World Coins

Legend of St. George Slaying Dragon not just on British coins

A silver St. George taler of modern-day Slovakia shows the legend of St. George slaying the dragon.

Images courtesy of Emporium Hamburg.

Though British sovereign coins might be the most recognized source of coins recalling the legend of St. George Slaying the Dragon, many other coins highlight the tale.

An 18th century example of a St. George silver taler issued in what is modern-day Kremnitz, Slovakia, recently offered in Emporium Hamburg’s April 23 and 24 auction, also tells the legend. Graded Extremely Fine to Very Fine, the coin realized a hammer price of €90 (about $97 in U.S. funds), with buyer’s fee varying depending on buyer location.

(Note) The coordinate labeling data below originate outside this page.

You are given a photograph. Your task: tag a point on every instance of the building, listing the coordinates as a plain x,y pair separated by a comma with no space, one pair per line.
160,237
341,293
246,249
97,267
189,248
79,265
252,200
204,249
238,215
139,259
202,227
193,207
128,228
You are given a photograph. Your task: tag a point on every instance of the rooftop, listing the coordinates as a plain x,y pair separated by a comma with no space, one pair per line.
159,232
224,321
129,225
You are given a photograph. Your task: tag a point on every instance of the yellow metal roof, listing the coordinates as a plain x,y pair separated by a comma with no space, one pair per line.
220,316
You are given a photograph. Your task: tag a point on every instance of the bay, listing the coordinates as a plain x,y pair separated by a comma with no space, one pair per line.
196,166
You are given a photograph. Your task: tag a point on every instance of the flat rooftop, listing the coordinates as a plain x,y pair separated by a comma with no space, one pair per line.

As the tale in the Golden Legends records, St. George was traveling in Libya when he reached a town that was home to a plague-infested dragon.

The residents tried to appease the dragon by first feeding it sheep and then humans, until the king’s daughter was selected by lottery as the dragon’s next meal. St. George happened to pass by the lake when the daughter (dressed as a bride) was being sent to her planned death. 

Instead, St. George charged at the dragon, striking it with his lance and, with the princess’ help, brought it into town. He offered to kill the dragon if the townspeople would convert to Christianity.

The scene of St. George and the dragon, with the princess in the background, is captured on the obverse of the silver coin.

The reverse shows another incident related to Christianity, of Jesus on a ship in the Sea of Galilee, with two apostles, amid a storm. In three accounts in the Bible, Jesus, awakened by the frightened apostles, calms a storm and counsels the men on lacking faith. 

The legend on the reverse in Latin translates loosely to “In times of storms, there is security.”